L'ordonnance de clôture est en date du 27 septembre 2021.
MOTIFS DE LA DECISION
Sur la nullité de l'assignation
Selon l'article 56 du code de procédure civile dans sa rédaction applicable aux faits de l'espèce :
« L'assignation contient à peine de nullité, outre les mentions prescrites pour les actes d'huissier de justice :
1° L'indication de la juridiction devant laquelle la demande est portée ;
2° L'objet de la demande avec un exposé des moyens en fait et en droit ;
3° L'indication des modalités de comparution devant la juridiction et la précision que, faute pour le défendeur de comparaître, il s'expose à ce qu'un jugement soit rendu contre lui sur les seuls éléments fournis par son adversaire ;
4° Le cas échéant, les mentions relatives à la désignation des immeubles exigées pour la publication au fichier immobilier.
Elle comprend en outre l'indication des pièces sur lesquelles la demande est fondée. Ces pièces sont énumérées sur un bordereau qui lui est annexé.

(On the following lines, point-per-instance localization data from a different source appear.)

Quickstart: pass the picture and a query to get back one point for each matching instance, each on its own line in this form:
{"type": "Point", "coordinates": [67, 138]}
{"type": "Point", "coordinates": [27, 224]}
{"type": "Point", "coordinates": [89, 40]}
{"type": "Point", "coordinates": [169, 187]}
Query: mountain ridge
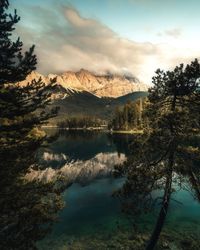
{"type": "Point", "coordinates": [101, 85]}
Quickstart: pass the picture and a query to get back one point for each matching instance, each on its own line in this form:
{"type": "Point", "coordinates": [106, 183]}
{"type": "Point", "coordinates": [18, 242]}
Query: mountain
{"type": "Point", "coordinates": [107, 85]}
{"type": "Point", "coordinates": [85, 93]}
{"type": "Point", "coordinates": [84, 103]}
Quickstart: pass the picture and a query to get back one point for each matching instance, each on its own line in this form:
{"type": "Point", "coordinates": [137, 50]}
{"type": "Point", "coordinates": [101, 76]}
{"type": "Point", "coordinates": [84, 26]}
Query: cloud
{"type": "Point", "coordinates": [67, 41]}
{"type": "Point", "coordinates": [175, 33]}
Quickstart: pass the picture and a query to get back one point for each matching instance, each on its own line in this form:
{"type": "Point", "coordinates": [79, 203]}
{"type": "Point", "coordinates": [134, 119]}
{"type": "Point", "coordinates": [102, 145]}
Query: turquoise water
{"type": "Point", "coordinates": [92, 217]}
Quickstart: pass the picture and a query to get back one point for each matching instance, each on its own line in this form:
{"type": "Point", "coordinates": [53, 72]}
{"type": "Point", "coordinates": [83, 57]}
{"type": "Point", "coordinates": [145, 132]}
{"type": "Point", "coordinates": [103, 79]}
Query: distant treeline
{"type": "Point", "coordinates": [81, 122]}
{"type": "Point", "coordinates": [127, 117]}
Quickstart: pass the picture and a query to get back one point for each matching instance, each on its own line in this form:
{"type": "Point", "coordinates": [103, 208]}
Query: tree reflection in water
{"type": "Point", "coordinates": [168, 153]}
{"type": "Point", "coordinates": [27, 208]}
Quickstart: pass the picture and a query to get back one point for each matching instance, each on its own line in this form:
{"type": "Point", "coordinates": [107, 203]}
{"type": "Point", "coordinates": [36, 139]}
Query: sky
{"type": "Point", "coordinates": [119, 36]}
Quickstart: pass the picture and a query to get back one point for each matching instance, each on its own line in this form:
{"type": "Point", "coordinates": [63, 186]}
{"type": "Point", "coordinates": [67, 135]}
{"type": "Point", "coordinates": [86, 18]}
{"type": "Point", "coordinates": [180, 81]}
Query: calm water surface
{"type": "Point", "coordinates": [87, 160]}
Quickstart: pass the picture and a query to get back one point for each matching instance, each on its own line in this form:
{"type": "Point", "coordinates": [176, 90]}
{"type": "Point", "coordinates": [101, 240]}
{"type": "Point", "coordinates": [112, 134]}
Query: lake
{"type": "Point", "coordinates": [92, 216]}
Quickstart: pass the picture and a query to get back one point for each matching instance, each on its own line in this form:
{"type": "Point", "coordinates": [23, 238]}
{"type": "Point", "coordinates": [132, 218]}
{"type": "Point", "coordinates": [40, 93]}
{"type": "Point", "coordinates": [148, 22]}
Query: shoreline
{"type": "Point", "coordinates": [96, 129]}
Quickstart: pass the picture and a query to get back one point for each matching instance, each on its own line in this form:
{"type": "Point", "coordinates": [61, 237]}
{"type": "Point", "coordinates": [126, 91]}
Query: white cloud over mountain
{"type": "Point", "coordinates": [67, 41]}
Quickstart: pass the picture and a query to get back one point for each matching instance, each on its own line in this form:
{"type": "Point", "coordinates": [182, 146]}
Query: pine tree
{"type": "Point", "coordinates": [166, 145]}
{"type": "Point", "coordinates": [21, 108]}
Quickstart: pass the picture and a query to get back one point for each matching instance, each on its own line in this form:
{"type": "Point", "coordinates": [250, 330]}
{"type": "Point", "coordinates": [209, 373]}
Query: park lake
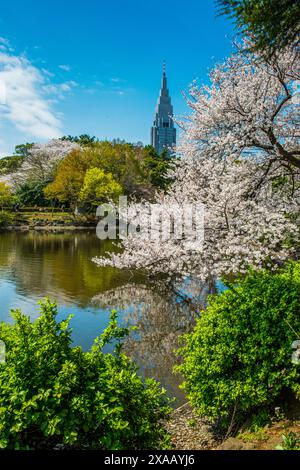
{"type": "Point", "coordinates": [58, 265]}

Sauf justification d'un motif légitime tenant à l'urgence ou à la matière considérée, en particulier lorsqu'elle intéresse l'ordre public, l'assignation précise également les diligences entreprises en vue de parvenir à une résolution amiable du litige.
Elle vaut conclusions. »
En l'espèce, aux termes de l'assignation délivrée à la requête de la société Start Sécurité, cette dernière a formé une demande indemnitaire pour rupture abusive et anticipée du contrat de surveillance la liant à la société DF, en faisant valoir l'irrégularité de l'appel d'offre formée par cette dernière fin 2017, en se fondant d'une part sur les dispositions du code de la consommation, d'autre part sur les règles régissant les marchés publics.
Dès lors, les conditions requises par l'article 56 précité ayant été réunies, c'est à bon droit que les premiers juges qui ont retenu que les sociétés DF et Elyseum ne justifiaient d'aucun préjudice dans la préparation de leur défense, a rejeté cette exception, étant relevé au surplus qu'une prétention fondée sur des textes erronés ou non applicables, n'est pas nulle mais conduit au rejet de cette dernière.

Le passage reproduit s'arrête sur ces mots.